Before I go any further I have to be honest. I never venture into the fantasy genre. Well, I’m glad I did.
K.A. Krisko’s STOLEN has opened up a whole new world for me.
The opening paragraph drew me into the world of Lefollah “who in the day resembled the trees of the forest in which they grew.”
From that point I was drawn into Stolen. A civilization built upon a foundation of the tradition of the Council of Sorcerers, and a multi-dimensional array of cleverly crafted Skills. Many of these Skills were accepted by the Council, and had successfully been incorporated to add diverse and practical value into the functioning of everyday life.
It was the forbidden skills that had me the most excited. Their collective powers were masterfully described, and brilliantly crafted. Shape-shifting, mind-bending, viewing, and more. All brilliant.
As a young girl, Rioletta was abducted by the Tree People. Years later while attending a life changing meeting of the Council of Sorcerers, Rioletta learned of her destiny. “Your task.” Mosse said slowly, “is to solve the mystery of your life.” From here, the story of Stolen begins in earnest. Traversing a dynamic, well crafted fantasy world of dramatic landscapes, civilizations, might, power, Skill, and the complexity and frailty of relationships.
Rioletta is placed in numerous threatening situations and is pitted against people who are unknown to her world. It is during these times Rioletta has to make tough decisions. As her chosen course of action will not only affect her, it will also impact her community, and reverberate throughout the rest of civilization as she knows it.
The backbone of the story is skilfully crafted upon the sense of what is right and wrong, the moral strength of the value of community, the importance of caring for the environment, and in turn protecting the legacy of our future. Personal relationships interweave throughout the story adding warmth, empathy, understanding, and an admiration at the tenacity of the human spirit.

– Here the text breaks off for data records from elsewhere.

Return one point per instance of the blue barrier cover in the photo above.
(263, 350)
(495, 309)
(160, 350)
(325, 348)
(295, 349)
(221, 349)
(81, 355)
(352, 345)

Perhaps it is my lack of experience with reading science fantasy, at times I did get lost, and confused with the different locations, character names, and the numerous Skills employed. I felt at times, the pace of the story was too fast, and in my opinion could have benefited from a slower more descriptive pace to concentrate the reader focus on all that was unfolding.
At times I felt I needed more depth to allow me time to grasp everything that was happening in the storyline.
If fantasy is your genre, Stolen is a very worthwhile read. If you are like me, and don’t tend to read fantasy, Stolen is a book worth exploring.